この図がキャンプ・キンザーと一体となった西海岸地区のイメージ図となります。
カーミージー周辺にある豊かな自然海域を保全し、潮流を妨げないよう配慮するとともに、コースタルリゾート地区として最大のポテンシャルを活かせるようビーチの形状と位置を見直しています。
ご参考までに、これまでの那覇港湾計画の変遷の様子をご紹介します。
昭和63年2月→平成15年3月改定→平成22年3月改定(現行計画)、そして浦添市素案の順で並んでいます。では、その変遷の様子を重ねあわせてみます。
青いラインで描かれたエリアが「昭和63年2月」の計画における埋立部分、黒いラインで描かれたエリアが「平成15年3月改定」の計画における埋立部分、赤いラインで描かれたエリアが「平成22年3月改定」の計画における埋立部分を示しています。
一見してお解り頂けるとおり、那覇港湾計画における浦添市の西海岸開発計画案は、当初の計画における埋立面積の規模から順次、その埋立面積を縮小しています。その背景には環境負荷に対する配慮であったり、時代の社会・経済状況を反映しながら、浦添市の市益が最大化を図り、浦添市の発展に繋がるべく変更の検討を重ねてきたものとなっています。
その中でも、今回の浦添市素案は当初の那覇港湾計画の埋立面積から最大の圧縮を図り、自然環境の保全に留意しながら、観光振興による沖縄県全体の浦添市の発展に寄与できるよう整えたものとなっています。
那覇軍港の位置関係について
上記にご紹介したように、西海岸開発における総埋立面積を縮小し、環境影響評価方法書に対する知事意見を踏まえつつ、残された浦添市西海岸の自然を最大限保存するという、浦添市素案の具現化、限られた時間内での現行計画への反映にあたっては、那覇軍港の建設位置変更は大切な要件になってきます。
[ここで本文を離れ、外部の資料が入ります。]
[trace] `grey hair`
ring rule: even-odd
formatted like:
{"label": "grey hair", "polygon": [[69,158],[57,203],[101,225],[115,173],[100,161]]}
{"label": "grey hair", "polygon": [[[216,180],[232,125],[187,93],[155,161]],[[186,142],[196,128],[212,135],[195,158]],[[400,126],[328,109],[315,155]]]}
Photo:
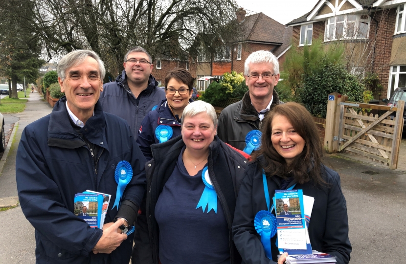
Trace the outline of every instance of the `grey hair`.
{"label": "grey hair", "polygon": [[149,55],[149,53],[148,53],[148,52],[145,50],[145,48],[143,48],[142,47],[140,47],[139,46],[133,47],[130,49],[130,50],[128,51],[128,52],[124,56],[124,62],[126,62],[127,61],[127,58],[128,57],[128,55],[131,52],[143,52],[145,53],[148,56],[148,59],[149,59],[150,63],[152,63],[152,58],[151,58],[151,55]]}
{"label": "grey hair", "polygon": [[263,63],[272,64],[273,66],[273,72],[272,73],[273,74],[279,74],[279,63],[278,62],[278,59],[271,52],[266,50],[258,50],[249,54],[244,64],[244,74],[246,76],[249,74],[248,64],[250,63]]}
{"label": "grey hair", "polygon": [[187,105],[182,113],[182,126],[186,117],[193,117],[200,113],[205,112],[213,121],[214,128],[217,127],[217,115],[213,106],[203,101],[196,101]]}
{"label": "grey hair", "polygon": [[104,67],[104,64],[100,59],[100,58],[94,51],[87,49],[79,49],[71,51],[62,58],[59,63],[56,70],[58,72],[58,76],[62,81],[64,81],[66,77],[66,71],[68,69],[79,65],[85,61],[86,58],[90,57],[94,59],[99,65],[99,73],[100,76],[100,80],[103,81],[104,79],[104,75],[106,74],[106,69]]}

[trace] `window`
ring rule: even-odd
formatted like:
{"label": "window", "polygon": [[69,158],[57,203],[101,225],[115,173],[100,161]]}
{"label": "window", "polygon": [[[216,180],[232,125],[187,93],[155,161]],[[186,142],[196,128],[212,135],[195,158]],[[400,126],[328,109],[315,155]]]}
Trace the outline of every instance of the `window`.
{"label": "window", "polygon": [[242,43],[239,43],[237,46],[237,60],[240,61],[241,60],[241,49],[243,47]]}
{"label": "window", "polygon": [[389,97],[397,88],[406,88],[406,66],[392,66],[390,67],[390,82]]}
{"label": "window", "polygon": [[401,4],[398,7],[396,10],[398,14],[396,16],[396,25],[395,26],[395,34],[406,32],[406,24],[405,23],[405,5]]}
{"label": "window", "polygon": [[330,18],[326,21],[324,41],[366,39],[369,25],[368,16],[342,15]]}
{"label": "window", "polygon": [[311,45],[312,37],[313,34],[313,24],[305,25],[300,28],[300,45]]}

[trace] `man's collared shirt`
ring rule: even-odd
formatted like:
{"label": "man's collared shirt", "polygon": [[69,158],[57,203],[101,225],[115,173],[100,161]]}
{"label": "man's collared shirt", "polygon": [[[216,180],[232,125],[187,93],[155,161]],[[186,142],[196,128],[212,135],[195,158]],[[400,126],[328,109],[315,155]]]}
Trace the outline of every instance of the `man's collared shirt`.
{"label": "man's collared shirt", "polygon": [[[272,104],[272,102],[273,101],[273,96],[272,96],[272,98],[271,98],[271,101],[270,101],[269,104],[268,104],[268,105],[267,107],[267,108],[266,108],[265,109],[261,110],[261,111],[259,112],[259,113],[258,113],[258,115],[259,117],[259,120],[260,120],[262,121],[262,119],[263,119],[264,117],[265,117],[265,113],[267,112],[268,112],[268,111],[269,111],[269,109],[270,109],[270,108],[271,108],[271,105]],[[252,104],[252,103],[251,102],[251,104]]]}
{"label": "man's collared shirt", "polygon": [[[85,124],[83,123],[83,122],[79,120],[79,118],[76,117],[76,116],[73,114],[73,113],[72,112],[72,111],[69,109],[69,107],[68,106],[68,102],[66,104],[66,109],[68,110],[68,112],[69,113],[69,116],[70,117],[70,119],[72,119],[72,121],[73,121],[73,123],[76,126],[78,126],[81,128],[83,128],[85,126]],[[94,115],[94,111],[93,111],[93,115]]]}

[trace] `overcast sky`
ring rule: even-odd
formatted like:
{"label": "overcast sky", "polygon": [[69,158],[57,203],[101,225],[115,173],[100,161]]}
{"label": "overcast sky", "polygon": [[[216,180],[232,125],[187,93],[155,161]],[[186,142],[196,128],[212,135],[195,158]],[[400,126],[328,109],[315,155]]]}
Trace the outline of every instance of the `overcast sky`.
{"label": "overcast sky", "polygon": [[318,1],[318,0],[237,0],[237,3],[247,10],[247,15],[262,12],[284,25],[310,12]]}

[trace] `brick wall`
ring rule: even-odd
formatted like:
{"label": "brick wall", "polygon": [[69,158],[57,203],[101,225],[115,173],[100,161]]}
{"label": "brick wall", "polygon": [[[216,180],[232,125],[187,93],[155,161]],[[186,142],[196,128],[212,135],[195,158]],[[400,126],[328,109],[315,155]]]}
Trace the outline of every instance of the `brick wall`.
{"label": "brick wall", "polygon": [[223,75],[225,72],[231,71],[230,62],[214,62],[212,64],[211,76]]}
{"label": "brick wall", "polygon": [[316,126],[318,129],[318,133],[320,135],[320,140],[321,140],[322,144],[324,143],[324,135],[326,132],[326,119],[320,117],[313,117],[313,120],[316,123]]}
{"label": "brick wall", "polygon": [[[257,43],[243,43],[241,48],[241,60],[237,60],[237,44],[232,47],[232,70],[238,73],[244,72],[244,63],[245,60],[249,56],[249,54],[257,50],[271,51],[275,47],[275,45],[270,44],[259,44]],[[236,51],[234,51],[235,48]]]}
{"label": "brick wall", "polygon": [[[166,73],[170,70],[176,68],[186,68],[186,62],[179,61],[169,61],[169,60],[161,60],[161,68],[157,68],[157,61],[154,61],[154,68],[152,69],[151,74],[155,79],[158,82],[161,82],[161,86],[165,86],[165,76],[166,76]],[[196,64],[191,63],[191,62],[189,63],[189,72],[193,76],[193,78],[196,78]]]}
{"label": "brick wall", "polygon": [[[374,15],[378,24],[375,47],[375,62],[372,70],[378,74],[381,85],[383,87],[380,99],[386,98],[387,94],[392,37],[396,22],[396,7],[377,12]],[[372,41],[375,39],[376,28],[376,22],[371,19],[369,38]],[[373,48],[373,43],[371,47]]]}

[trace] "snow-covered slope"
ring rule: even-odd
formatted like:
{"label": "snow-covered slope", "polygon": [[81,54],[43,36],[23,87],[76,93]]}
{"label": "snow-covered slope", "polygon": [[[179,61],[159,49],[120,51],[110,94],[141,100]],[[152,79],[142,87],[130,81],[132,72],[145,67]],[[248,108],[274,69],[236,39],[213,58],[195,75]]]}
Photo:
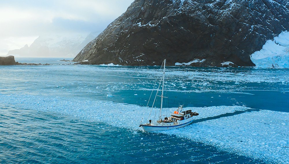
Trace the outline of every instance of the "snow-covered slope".
{"label": "snow-covered slope", "polygon": [[98,34],[42,35],[29,47],[26,45],[20,49],[10,51],[8,55],[22,57],[73,57]]}
{"label": "snow-covered slope", "polygon": [[289,30],[288,9],[289,0],[135,0],[73,60],[255,66],[250,55]]}
{"label": "snow-covered slope", "polygon": [[251,60],[257,67],[289,68],[289,32],[267,41],[262,49],[251,55]]}

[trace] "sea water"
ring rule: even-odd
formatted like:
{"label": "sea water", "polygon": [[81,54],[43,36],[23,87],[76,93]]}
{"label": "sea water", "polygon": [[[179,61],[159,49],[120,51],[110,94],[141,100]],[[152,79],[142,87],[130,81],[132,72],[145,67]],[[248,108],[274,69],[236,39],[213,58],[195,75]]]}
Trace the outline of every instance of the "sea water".
{"label": "sea water", "polygon": [[289,162],[287,69],[168,67],[163,116],[180,104],[200,115],[185,127],[146,132],[138,126],[159,66],[62,59],[0,66],[0,163]]}

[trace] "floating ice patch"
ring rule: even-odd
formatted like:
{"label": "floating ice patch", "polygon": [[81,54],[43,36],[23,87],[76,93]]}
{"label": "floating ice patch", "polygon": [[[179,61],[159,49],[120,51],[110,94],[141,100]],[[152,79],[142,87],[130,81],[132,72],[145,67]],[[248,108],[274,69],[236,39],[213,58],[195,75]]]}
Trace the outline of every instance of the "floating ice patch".
{"label": "floating ice patch", "polygon": [[[147,118],[151,110],[135,105],[90,101],[87,98],[22,94],[0,94],[0,103],[16,107],[58,112],[86,121],[101,122],[136,129],[139,129],[138,125],[143,113],[144,118]],[[164,108],[163,111],[169,113],[176,109]],[[160,132],[214,145],[240,155],[265,161],[289,162],[289,113],[264,110],[240,114],[238,112],[245,112],[250,108],[240,106],[188,107],[184,109],[198,112],[200,115],[195,118],[201,122],[184,128]],[[227,113],[234,113],[238,114],[226,116]],[[221,115],[223,117],[218,117]]]}
{"label": "floating ice patch", "polygon": [[240,155],[286,163],[289,126],[282,123],[284,119],[288,123],[288,118],[287,112],[254,111],[196,123],[174,132]]}
{"label": "floating ice patch", "polygon": [[119,65],[118,64],[115,65],[115,64],[114,64],[113,63],[110,63],[110,64],[100,64],[100,65],[99,65],[100,66],[121,66],[120,65]]}

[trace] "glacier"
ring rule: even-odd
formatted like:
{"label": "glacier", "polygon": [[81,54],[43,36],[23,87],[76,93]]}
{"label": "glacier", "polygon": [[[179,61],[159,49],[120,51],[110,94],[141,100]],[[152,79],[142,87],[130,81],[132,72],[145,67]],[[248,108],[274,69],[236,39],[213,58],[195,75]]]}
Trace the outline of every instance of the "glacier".
{"label": "glacier", "polygon": [[267,41],[251,58],[257,68],[289,68],[289,32],[284,31],[273,40]]}

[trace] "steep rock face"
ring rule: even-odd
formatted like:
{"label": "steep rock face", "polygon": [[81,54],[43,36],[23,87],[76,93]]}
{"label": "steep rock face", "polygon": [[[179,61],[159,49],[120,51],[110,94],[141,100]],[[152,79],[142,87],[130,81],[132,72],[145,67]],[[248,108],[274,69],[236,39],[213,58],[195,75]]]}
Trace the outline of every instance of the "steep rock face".
{"label": "steep rock face", "polygon": [[5,57],[0,56],[0,65],[15,65],[16,64],[13,56]]}
{"label": "steep rock face", "polygon": [[250,55],[289,30],[288,9],[289,0],[136,0],[74,61],[253,66]]}

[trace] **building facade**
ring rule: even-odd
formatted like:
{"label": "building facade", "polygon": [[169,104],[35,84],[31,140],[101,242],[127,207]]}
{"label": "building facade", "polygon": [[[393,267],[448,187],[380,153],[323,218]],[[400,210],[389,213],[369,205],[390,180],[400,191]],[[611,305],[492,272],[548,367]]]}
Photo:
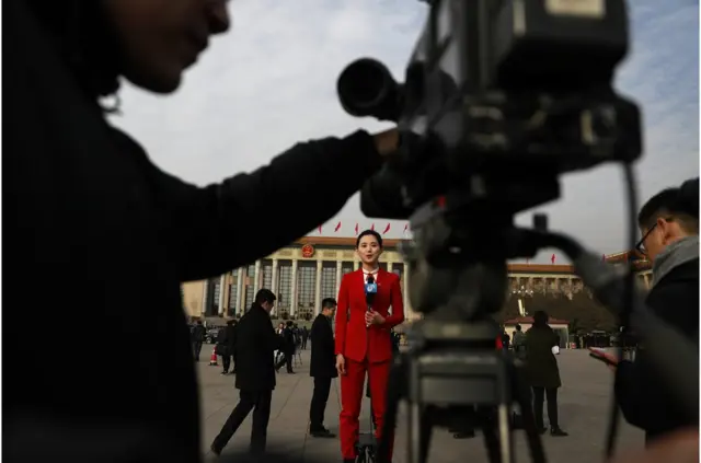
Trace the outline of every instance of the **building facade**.
{"label": "building facade", "polygon": [[[400,277],[407,321],[420,316],[409,300],[412,268],[399,252],[402,240],[384,240],[380,266]],[[622,253],[607,256],[611,264],[637,258],[635,268],[642,286],[650,287],[651,270],[646,261]],[[277,296],[273,315],[283,319],[311,320],[321,310],[324,298],[337,298],[343,275],[358,269],[355,238],[304,236],[289,246],[225,275],[183,285],[183,304],[192,317],[241,316],[253,303],[261,288]],[[582,280],[570,265],[508,266],[509,294],[535,292],[572,294],[585,291]]]}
そのことは、「SACO合意に基づき(那覇軍港を)浦添ふ頭内のいずれの場所に変更するのか」ということを意味し、変更の結果は、西海岸海域とキャンプ・キンザーとの一体的開発のあり方を大きく左右することになって参ります。
よって、キャンプ・キンザーを含む西海岸一帯に期待される開発利益の最大化を図り、埋立面積を最小に抑えることで環境負荷の軽減と浦添市西海岸の自然を最大限保存しつつ、浦添市を国際リゾートとしての発展を促す浦添市素案の早期具現化に取り組むためには、那覇軍港の建設位置変更については、第三ステージを含む海域とすることが望ましく、これによりイノー部分の埋立を見直すなど、自然環境への負荷をできるだけ小さくし、自然保護と経済振興のバランスがとれた発展に寄与することができると考えています。
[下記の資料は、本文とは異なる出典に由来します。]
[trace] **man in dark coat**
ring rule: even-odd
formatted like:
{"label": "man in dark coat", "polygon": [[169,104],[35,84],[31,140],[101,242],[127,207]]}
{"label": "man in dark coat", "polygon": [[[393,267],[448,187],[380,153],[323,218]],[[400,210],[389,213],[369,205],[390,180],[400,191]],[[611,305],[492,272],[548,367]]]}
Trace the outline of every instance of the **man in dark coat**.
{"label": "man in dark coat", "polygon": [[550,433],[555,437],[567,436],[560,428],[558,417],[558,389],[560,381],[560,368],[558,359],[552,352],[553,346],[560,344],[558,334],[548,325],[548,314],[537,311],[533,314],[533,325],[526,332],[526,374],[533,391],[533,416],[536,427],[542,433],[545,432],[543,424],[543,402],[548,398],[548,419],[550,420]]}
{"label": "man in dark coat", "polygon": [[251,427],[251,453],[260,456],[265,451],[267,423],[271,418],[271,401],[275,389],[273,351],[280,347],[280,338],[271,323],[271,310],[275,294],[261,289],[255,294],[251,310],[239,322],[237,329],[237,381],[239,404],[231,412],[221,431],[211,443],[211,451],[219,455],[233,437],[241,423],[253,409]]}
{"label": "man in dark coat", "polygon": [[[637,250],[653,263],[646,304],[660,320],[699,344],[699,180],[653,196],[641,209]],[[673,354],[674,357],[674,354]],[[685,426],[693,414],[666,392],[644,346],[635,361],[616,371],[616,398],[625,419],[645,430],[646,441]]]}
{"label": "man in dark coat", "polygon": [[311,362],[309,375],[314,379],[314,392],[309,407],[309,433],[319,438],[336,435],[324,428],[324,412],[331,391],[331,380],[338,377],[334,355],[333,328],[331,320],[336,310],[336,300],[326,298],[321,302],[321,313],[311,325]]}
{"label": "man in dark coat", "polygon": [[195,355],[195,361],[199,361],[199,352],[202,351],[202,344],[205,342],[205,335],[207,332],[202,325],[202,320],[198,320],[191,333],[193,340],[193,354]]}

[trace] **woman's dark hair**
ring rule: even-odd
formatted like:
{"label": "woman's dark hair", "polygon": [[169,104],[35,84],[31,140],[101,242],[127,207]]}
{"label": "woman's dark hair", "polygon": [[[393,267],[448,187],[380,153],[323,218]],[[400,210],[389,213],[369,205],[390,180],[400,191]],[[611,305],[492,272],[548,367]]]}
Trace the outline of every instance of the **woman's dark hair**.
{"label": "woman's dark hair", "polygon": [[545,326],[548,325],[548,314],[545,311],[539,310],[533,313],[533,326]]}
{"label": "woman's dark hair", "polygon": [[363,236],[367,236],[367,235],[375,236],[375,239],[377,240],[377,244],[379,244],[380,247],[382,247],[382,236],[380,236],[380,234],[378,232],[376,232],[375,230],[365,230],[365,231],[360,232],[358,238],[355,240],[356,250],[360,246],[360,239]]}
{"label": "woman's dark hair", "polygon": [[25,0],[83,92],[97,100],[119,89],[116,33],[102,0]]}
那覇軍港移設問題とその建設位置変更に関する基本的な考え方
浦添市では、浦添市素案の具現化に向け、新たな那覇軍港建設位置を浦添ふ頭内の第三ステージを含む海域とする、としています。
このことにつきましては、那覇軍港移設を巡る日米合同委員会での経緯、浦添市のみならず国や沖縄県、那覇市、那覇港管理組合と一緒になって取り組んできたこれまでの行政の継続性や、何よりも今後の行政運営に支障が出ることは回避する必要があると考えました。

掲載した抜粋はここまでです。